Ahmet Turan Alkan.net Gayriresmi Ahmet Turan Alkan Sitesi

"Hayatı yaşanılır kılan, birbiri içine geçmiş küçük zaferler ve mağlubiyetlerle sürüp gitmesi; galip gelmek önemliyse, mağlubiyetlerde bile zafer rayihâsı bulabiliriz. Hayatınızda mağlubiyetlerin daha çok yer tuttuğunu düşünüyorsanız, mağlubiyetin kimyâsı üzerinde düşünmenin tam vaktidir." Meşhur efsânedir; Hannibal seri halde zaferler kazandığı bir esnada, komutanlarından biriyle hasbıhal etmekte;

komutan diyor ki, "Hannibal, düşmanlarını yeniyorsun ama kazanmayı bilmiyorsun!". Bu hikâyeyi duyduğumda yenmek ve kazanmak arasındaki farkı anlayabilmek için bir süre düşündüm; ne olabilirdi ki? Sonunda her türlü galebenin, mağluplar üzerinde yaptığı yıkıntı tesirinden ziyade, galiplere verdiği gurur ve sarhoşluğun üstesinden gelmek noktasında hazım gerektirdiğini farkedebildim. Öyleyse galip, mücadeleyi kazanan değil, mücadele sona erdikten sonra bile erdemli kalmayı bilebilen olacaktır.

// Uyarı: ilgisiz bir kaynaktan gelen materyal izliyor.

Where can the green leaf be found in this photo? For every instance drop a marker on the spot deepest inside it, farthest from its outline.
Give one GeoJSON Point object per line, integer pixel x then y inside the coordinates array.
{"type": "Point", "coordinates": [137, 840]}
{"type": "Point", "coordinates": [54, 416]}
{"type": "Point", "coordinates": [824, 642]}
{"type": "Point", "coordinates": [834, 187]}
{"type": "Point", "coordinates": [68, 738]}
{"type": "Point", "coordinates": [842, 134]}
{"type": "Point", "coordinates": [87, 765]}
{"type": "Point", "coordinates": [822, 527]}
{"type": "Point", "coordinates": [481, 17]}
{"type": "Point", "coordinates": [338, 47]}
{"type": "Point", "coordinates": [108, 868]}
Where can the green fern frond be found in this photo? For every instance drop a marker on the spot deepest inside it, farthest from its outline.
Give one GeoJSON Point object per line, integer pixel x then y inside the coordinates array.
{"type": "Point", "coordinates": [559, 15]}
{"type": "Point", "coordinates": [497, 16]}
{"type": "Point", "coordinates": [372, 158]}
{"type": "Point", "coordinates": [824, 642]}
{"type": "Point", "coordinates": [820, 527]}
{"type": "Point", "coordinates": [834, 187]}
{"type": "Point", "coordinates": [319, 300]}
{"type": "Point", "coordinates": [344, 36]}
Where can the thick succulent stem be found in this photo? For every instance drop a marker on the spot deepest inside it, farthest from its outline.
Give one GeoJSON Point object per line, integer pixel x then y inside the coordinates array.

Yenilmek üzerinde duralım; ortalama kanaat galebenin kaybetmekten daha iyi olduğu noktasında ittifak eder ama eğer asıl başarı, galiple mağlubun belli olduğu andan sonraki ruh haleti ve azim üzerinden değerlendirilecekse "iyi"yi tarif için acele etmemek gerekiyor.

Galibiyet hiçbir şeydir; galebe halini taçlandıran şey, galibiyetten sonra olumlu insanî değerlerin muhafazası ve ayakta tutulması için gösterilen kararlılık ve sebatta aranmalıdır.

Mağlubiyetler de lezizdir

Geçen hafta mahalli seçimler yapıldı; seçimin galibiyle mağlubunu aritmetik bilen herkes kabaca ve kolaylıkla hesaplayabilir; tehlike ise en çok kolaylıklarda gizlenmeyi sever; galiplerin zafer sevinciyle gururlanması, mağlupların hezimet duygusuyla hemen kendisine acımaya başlaması en kolay ve beklenen en tabii gelişme. Galibiyet ve mağlupluk bildiren bu gibi dramatik göstergeler, yaşanan o "an"la ilgili; halbuki gündelik hayat, "an"lara takılmadan sürüp gidiyor. Bir siyasi parti için hakiki mağlubiyet, sandık sonuçlarından daha ötede bir şeydir; o partiyi anlamlı bir bütün haline getiren değerlerdir, o değerler için verilen mücadele azmini korumaktır ve belki de "birlikte siyaset" yapmanın lezzetidir; doğruda ısrardır. Eğer siyaset kalıcı değerler üzerinden yapılmakta ise "anlık" sonuçlara bakıp kötümserleşmek gerekmez. Tam aksine mağlubiyetler bana, başarının ardından doğan kof böbürlenme havasından daha pozitif heyecanlar doğurması bakımından daha yapıcı gibi görünüyor.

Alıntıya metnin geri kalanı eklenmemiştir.